Reputation: 1167
I have a table that looks like this:
I am trying to figure out what the "first_stop" and "last_stop" is for each "id" based on the "sequence". I have the first_stop done, but I can't figure out the last stop. So I need an additional column that says if it is the max sequence number for each ID. I have tried so many ways and they all end up failing or giving me some errors. I've wasted too much of my day trying to solve this and I know you all will be able to help me out super quick. Thanks for your help.
for index, row in df.iterrows():
first_mask = df['sequence'] == 0
last_mask = df['sequence'] == ???
df['first_stop'] = np.where(first_mask, 'Y', 'N')

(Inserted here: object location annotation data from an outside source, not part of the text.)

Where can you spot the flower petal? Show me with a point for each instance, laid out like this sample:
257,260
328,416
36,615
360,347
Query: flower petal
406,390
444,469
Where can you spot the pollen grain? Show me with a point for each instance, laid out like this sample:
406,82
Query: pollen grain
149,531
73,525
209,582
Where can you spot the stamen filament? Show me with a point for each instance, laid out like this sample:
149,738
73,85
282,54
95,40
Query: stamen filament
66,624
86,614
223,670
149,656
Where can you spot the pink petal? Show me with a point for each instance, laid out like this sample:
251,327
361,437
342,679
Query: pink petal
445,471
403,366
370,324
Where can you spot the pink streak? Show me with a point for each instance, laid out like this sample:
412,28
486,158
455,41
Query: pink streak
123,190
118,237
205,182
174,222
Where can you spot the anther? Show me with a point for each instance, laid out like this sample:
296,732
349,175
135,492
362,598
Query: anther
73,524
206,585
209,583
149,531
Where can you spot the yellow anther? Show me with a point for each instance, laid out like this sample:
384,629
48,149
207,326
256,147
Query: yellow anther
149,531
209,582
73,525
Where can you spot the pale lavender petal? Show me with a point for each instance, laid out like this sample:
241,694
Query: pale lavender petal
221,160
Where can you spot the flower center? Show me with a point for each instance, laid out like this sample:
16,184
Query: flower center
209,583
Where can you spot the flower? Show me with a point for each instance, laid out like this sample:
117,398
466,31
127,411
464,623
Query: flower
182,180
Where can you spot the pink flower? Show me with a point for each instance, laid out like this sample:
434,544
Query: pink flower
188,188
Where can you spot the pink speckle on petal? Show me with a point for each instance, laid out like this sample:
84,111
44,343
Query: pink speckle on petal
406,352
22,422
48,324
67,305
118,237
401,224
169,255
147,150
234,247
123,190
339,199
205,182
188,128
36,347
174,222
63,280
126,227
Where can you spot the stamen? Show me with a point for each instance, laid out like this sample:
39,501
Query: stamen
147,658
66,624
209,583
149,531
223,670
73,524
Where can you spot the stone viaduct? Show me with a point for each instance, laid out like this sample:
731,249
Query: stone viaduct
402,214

df['last_stop'] = np.where(last_mask, 'Y', 'N')
print(df[['id', 'sequence', 'first_stop', 'last_stop']])
The sequence is the order of the stops, so I want the lowest sequence number (first_stop) for each ID, and the highest sequence number (last_stop) for each ID. The lowest sequence number is easy, it's always 0. But how do I calculate the highest sequence number for each ID?
Upvotes: 0
Views: 727
Reputation: 59529
Given that your DataFrame
appears to already be sorted by ['id', 'sequence'] you just need to shift as was pointed out in the comments to check for the last row where the id changes.
df['last_stop'] = df.id != df.id.shift(-1)
Outputs:
id sequence last_stop
0 2 0 False
1 2 1 True
2 3 0 False
3 3 1 False
4 3 2 False
5 3 3 True
6 4 0 False
7 4 1 True
8 5 0 False
9 5 1 True
10 6 0 True
11 7 0 True
12 8 0 False
13 8 1 True
If it is not sorted, you can sort before and apply the same logic. Otherwise a single transform will take care of it:
df['last_stop'] = df.groupby('id').sequence.transform(lambda x: x == max(x))
Upvotes: 1
Reputation: 1167
Alright, I solved it myself, so here is what I did. It's pretty simple and I feel stupid for not figuring it out earlier.
Let me know if anyone else has a better solution.
I created a row that counts the total stops:
df['stop_count'] = df.groupby('id')['id'].transform('count') - 1
Then I checked to see if the sequence number matches the stop_count:
last_mask = df['sequence'] == df['stop_count']
Upvotes: 1